Through the publicity committee, the Council could use the parish bulletin and other means, such as cable TV, to reach out to the jobless. Cable television stations are becoming an increasingly effective tool for parishes. People who won't show up for meetings at night will watch a broadcast at home. This is especially important for those jobless who feel isolated or are too paralyzed to do anything.
2. Workshops needn't be limited to a specific parish. A cluster of parishes, or even a citywide presentation, would be even more effective. It would broaden the base of interest and include even more resources.
3. Parishes ought to consider ongoing support groups for the unemployed and the underemployed.
The groups can help the jobless by providing a place to go to become reoriented. Groups can do everything from bringing in speakers, helping participants work on resumes, discussing job interviews and sorting out feelings associated with their present situation.
4. Parishes need to keep in mind that they are not meant to fix the crisis of joblessness. Rather, they are there to help people manage a very real life crisis. By managing the losses and the associated emotional turmoil, there is the hope that something better will happen.
5. Assist the jobless to look at their skills and interests.

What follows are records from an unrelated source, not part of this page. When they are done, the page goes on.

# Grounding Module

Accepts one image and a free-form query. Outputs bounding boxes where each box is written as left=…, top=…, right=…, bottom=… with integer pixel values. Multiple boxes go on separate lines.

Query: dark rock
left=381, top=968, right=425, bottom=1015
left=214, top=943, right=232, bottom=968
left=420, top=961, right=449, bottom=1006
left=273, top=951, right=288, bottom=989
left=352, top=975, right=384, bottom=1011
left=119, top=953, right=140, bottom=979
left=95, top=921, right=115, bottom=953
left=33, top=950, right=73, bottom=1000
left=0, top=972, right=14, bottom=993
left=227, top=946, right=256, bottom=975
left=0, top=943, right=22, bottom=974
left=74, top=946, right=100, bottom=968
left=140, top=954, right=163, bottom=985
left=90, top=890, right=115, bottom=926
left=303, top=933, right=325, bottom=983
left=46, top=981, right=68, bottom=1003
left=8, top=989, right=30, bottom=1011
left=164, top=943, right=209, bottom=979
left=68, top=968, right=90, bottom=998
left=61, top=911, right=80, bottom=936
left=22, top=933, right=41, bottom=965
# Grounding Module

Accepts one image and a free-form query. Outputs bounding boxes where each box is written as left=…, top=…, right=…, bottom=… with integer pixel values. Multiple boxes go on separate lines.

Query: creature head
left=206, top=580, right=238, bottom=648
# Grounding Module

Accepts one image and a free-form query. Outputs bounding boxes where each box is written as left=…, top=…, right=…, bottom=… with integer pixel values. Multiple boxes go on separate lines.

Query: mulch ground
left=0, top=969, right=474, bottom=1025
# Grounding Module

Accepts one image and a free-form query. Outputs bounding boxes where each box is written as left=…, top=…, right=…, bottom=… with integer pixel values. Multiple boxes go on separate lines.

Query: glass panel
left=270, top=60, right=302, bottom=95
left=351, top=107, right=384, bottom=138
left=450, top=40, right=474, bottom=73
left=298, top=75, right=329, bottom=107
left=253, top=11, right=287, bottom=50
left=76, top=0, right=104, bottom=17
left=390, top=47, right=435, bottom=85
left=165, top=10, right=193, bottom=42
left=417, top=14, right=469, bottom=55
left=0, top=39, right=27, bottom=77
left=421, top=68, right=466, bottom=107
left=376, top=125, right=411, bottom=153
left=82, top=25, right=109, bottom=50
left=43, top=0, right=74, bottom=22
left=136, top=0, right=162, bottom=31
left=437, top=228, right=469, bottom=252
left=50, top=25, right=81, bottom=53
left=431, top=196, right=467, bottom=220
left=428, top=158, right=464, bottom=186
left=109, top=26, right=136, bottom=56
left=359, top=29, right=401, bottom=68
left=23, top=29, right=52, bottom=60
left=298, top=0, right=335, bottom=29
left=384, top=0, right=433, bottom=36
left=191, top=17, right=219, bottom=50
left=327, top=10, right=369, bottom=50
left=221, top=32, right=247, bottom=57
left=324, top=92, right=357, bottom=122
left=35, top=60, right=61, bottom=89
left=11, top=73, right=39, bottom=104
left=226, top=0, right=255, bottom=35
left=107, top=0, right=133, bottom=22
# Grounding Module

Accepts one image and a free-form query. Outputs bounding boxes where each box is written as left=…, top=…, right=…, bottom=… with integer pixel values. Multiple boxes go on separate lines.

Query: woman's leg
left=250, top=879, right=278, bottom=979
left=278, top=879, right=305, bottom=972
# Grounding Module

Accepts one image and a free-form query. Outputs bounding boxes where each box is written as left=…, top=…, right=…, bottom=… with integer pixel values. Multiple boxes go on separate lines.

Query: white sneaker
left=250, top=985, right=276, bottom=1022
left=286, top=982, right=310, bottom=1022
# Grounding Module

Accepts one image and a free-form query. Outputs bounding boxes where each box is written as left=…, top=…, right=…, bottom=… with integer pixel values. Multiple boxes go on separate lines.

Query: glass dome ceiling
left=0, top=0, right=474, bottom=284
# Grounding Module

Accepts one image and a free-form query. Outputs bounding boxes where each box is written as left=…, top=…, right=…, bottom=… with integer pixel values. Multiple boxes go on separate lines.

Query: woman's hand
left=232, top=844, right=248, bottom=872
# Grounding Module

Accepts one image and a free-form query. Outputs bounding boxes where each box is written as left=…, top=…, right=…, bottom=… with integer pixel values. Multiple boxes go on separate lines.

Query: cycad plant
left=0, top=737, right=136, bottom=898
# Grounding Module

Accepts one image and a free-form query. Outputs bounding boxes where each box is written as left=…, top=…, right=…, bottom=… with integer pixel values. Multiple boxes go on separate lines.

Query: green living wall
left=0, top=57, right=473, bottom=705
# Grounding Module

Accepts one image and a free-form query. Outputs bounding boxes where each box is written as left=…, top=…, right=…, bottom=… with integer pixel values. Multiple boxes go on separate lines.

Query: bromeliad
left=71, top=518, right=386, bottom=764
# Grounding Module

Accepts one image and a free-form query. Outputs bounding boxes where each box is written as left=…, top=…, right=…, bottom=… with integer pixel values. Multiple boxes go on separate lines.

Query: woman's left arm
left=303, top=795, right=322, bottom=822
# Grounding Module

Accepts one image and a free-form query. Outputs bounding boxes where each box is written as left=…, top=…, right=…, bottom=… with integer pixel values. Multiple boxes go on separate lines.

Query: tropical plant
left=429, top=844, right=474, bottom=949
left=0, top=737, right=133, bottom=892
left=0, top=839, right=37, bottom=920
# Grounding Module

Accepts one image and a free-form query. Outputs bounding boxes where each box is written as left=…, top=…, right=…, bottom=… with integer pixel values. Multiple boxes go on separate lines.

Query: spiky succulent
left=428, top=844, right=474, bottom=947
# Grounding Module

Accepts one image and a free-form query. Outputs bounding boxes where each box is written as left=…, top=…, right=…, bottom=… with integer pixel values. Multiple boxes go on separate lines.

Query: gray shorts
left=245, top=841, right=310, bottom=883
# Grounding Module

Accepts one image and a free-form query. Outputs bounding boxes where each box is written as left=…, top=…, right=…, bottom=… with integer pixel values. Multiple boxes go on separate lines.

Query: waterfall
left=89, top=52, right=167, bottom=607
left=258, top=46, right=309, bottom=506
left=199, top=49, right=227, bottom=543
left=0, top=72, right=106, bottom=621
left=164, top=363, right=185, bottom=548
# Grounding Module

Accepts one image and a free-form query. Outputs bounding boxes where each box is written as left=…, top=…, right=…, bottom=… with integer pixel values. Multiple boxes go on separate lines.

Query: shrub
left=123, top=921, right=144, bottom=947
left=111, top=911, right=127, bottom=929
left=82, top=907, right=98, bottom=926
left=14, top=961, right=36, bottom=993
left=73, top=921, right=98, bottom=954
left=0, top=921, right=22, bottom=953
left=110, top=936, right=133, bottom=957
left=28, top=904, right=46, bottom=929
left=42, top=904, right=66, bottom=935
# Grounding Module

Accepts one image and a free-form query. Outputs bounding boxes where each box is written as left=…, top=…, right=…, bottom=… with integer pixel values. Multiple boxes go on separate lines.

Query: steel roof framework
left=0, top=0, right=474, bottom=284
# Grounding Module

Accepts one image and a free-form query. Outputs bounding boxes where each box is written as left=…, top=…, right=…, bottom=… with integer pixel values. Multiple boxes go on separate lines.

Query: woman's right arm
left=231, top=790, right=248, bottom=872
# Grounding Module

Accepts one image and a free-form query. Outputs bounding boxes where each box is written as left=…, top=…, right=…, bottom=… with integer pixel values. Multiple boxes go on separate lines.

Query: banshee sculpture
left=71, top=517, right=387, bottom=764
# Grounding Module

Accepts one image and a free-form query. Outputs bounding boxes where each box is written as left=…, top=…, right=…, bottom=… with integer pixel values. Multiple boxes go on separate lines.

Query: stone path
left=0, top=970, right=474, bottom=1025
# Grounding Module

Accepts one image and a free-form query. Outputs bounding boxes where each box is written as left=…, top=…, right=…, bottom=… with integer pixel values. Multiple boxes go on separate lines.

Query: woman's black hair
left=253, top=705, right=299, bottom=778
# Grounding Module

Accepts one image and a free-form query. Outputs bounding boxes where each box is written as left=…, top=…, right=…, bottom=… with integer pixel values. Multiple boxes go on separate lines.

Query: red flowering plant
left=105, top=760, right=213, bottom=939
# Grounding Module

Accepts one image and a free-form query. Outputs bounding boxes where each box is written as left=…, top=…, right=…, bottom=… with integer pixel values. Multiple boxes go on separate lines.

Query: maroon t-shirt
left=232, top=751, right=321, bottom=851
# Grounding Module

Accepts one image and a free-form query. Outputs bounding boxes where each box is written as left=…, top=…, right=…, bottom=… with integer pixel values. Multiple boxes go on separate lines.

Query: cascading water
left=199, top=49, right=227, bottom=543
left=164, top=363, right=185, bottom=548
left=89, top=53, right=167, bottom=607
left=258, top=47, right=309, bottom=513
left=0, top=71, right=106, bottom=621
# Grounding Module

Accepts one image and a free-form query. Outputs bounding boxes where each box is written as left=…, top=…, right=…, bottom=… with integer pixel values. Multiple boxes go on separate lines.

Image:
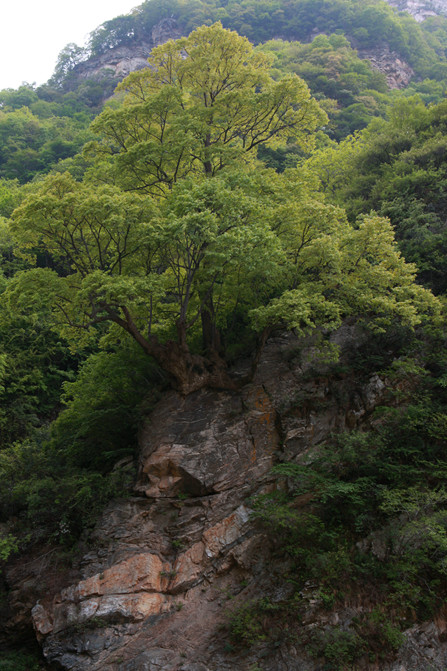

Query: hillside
left=0, top=0, right=447, bottom=671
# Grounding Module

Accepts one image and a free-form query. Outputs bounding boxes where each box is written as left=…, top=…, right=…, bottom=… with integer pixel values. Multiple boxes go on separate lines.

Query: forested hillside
left=0, top=0, right=447, bottom=671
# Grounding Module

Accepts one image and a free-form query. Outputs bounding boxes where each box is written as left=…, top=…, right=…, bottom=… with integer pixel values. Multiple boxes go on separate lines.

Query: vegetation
left=0, top=0, right=447, bottom=669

This will address many issues of self-worth. A facilitator trained in personal development theories, often a counselor, is the best person to lead a group. Unfortunately the recession is tightening its grip on our businesses and consumers. We are facing the worst job losses in almost 60 years. This is touching our parishioners in ways we never thought possible just a short time ago.
There is a need for our parishes to respond. The parish has many healing resources to confront this crisis. The parish adds the religious dimension to the search for meaning as parishioners seek to reorient themselves in a changed world.
The unemployed are very much in need of pastoral care. This care ranges from informal coffees to more involved workshops. Recruiting other parishioners with skills to relate to them is a healing activity. Every parish has parishioners who can help the unemployed regain a sense of self-worth. Stimulating programs can be developed to help lift the present sadness being felt in so many parts of our country.
When parishes take the initiative to do what they can to help people in crisis, some very beneficial results will occur. This is the type of pastoral care that affects not only individuals but also the entire parish. This is an opportunity for parishes to do what we do very well. That is, provide pastoral care to those suffering with specific needs. Our reaching out is very much in keeping with St. Paul who instructs us ''If one member suffers in the body of Christ which is the Church, all members suffer with that member'' (1 Cor 12:26). TP
FATHER CURLEY is the pastor of St. Thomas Aquinas Parish, Nahant, Mass. He has written numerous articles and books in the area of separation and loss. He is a faculty member for the Master of Arts in Ministry Program at St. John Seminary, Brighton, Mass., where he teaches pastoral studies. His latest book is The Ministry of Consolers, Liturgical Press, Collegeville, Minn., 2004.